Consider a graph $G$ with $k$ connected components $G_i$ of size $|G_i|$. The number of node pairs in $G$ that are not connected by any path in $G$ is

$$D(G) = \frac{1}{2}\sum_{i=1}^{k} |G_i|\cdot|G\setminus G_i|$$

For connected graphs $D(G)$ is $0$, for empty graphs $D(G)$ is $\frac{1}{2}|G|(|G|-1)$. Let

$$d(G) = \frac{2}{|G|(|G|-1)} D(G)$$

be the proportion of node pairs that are not connected in $G$, so the empty graphs have $d(G)=1$.

Now consider $G$ as the vertex-deleted subgraph of another graph $G\cup\{\nu\}$ with $\nu \not\in G$, where $\nu$ is connected to all nodes in $G$. In this case $G\cup\{\nu\}$ is obviously connected, and $\nu$ connects all pairs of nodes that have been disconnected in $G$. So it's natural to assign the number $d(G)$ to the node $\nu$ and call it for example its connecting centrality in $G\cup\{\nu\}$ (just to give it a name).

Connecting centrality in this sense is only defined for nodes that are connected with all other nodes in a graph. But graphs with nodes that are connected to all other nodes are very rare, and so are graphs that become disconnected by removing one single node. so this concept might seem pointless. But every graph $G$ contains as many such graphs as there are nodes: the ego-networks $N(\nu) \cup\{\nu\} $, i.e. the induced subgraphs consisting of the node $\nu$ and all of its neighbours $N(\nu)$.

From a local perspective these ego-networks are interesting objects in themselves, even though they don't tell so much about the global properties of the surrounding graph. Ego-networks have two important properties: They contain a node that is connected to all other nodes, and the vertex-deleted subgraph $N(\nu)$ is disconnected more often than not, at least in sparse graphs. So it is quite natural to assign in any graph $G$ to any node $\nu$ its local connecting centrality $d(N(\nu))$ which now may be called neighbourhood centrality.

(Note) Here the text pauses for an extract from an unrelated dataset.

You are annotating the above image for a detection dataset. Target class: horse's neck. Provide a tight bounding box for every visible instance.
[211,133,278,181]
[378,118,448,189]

I have the following questions:

  1. Under which name is this centrality measure already investigated?

  2. How do neighbourhood and betweenness centrality (based on the number of shortest paths that go through a node $\nu$) correlate for some typical graphs? (Think of a scatterplot.)

  3. What might this correlation tell about the graph?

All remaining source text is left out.